U.S. officials say the Obama administration is considering easing some travel restrictions to Cuba.
Administration and congressional officials, speaking on condition of anonymity, said the goal is to make it easier for researchers, educators and students to travel to the communist-led island. Details of the proposed policy shift were first reported by The New York Times.
The White House and State Department declined to comment Tuesday.
President Barack Obama has said he wants improved relations with Cuba. Last year, his administration eased travel and money-transfer restrictions on Cuban-Americans with relatives on the island.
A decades-old U.S. embargo on Cuba remains in effect. Mr. Obama has said the embargo will stay in place until Havana takes steps toward democratic reforms.

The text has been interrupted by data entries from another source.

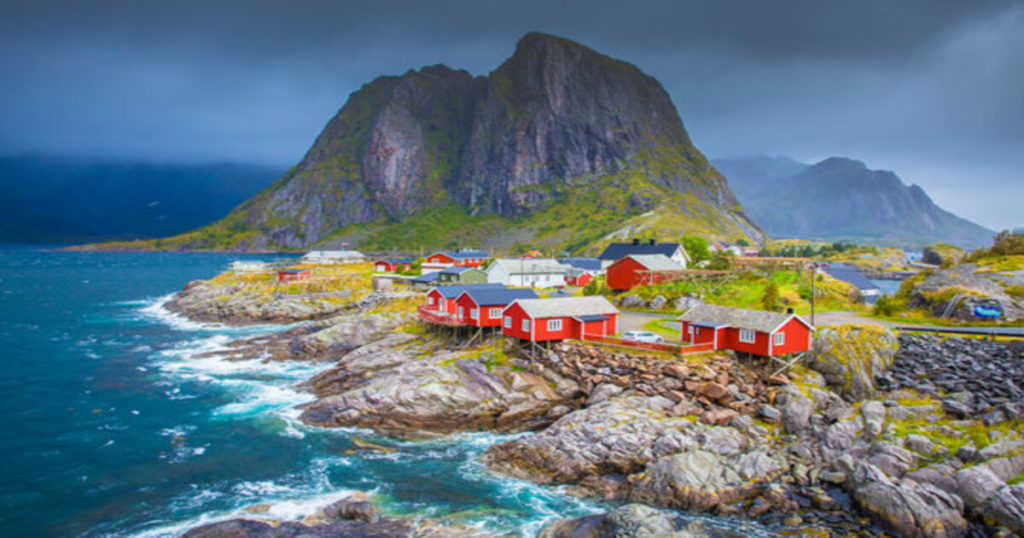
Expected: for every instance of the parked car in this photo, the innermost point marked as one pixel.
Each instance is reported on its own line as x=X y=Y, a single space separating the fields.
x=642 y=336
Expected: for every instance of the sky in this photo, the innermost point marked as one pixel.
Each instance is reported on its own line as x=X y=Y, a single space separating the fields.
x=933 y=90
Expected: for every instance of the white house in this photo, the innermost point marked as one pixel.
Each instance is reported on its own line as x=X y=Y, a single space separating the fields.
x=534 y=273
x=334 y=256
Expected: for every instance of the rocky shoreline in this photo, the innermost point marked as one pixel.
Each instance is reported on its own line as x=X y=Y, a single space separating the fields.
x=864 y=438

U.S. Senator Robert Menendez, a Cuban-American from New Jersey, opposes any policy changes. He says loosening restrictions would reward a government that has shown little interest in reform.
In a recent statement, Menendez said this is not the time to ease pressure on the Castro government. He said that promoting travel and wide-spread remittances will give the government a much-needed infusion of dollars that will only allow the Castro brothers to extend what he called their reign of oppression and human rights violations.
A U.S. congressional panel voted in June to lift the decades-old ban on American travel to Cuba, to make it easier to sell U.S. agricultural exports there. Similar measures have failed in Congress in recent years as opponents have argued that lifting the ban could prop up Cuba's government.
Some information for this report was provided by AP.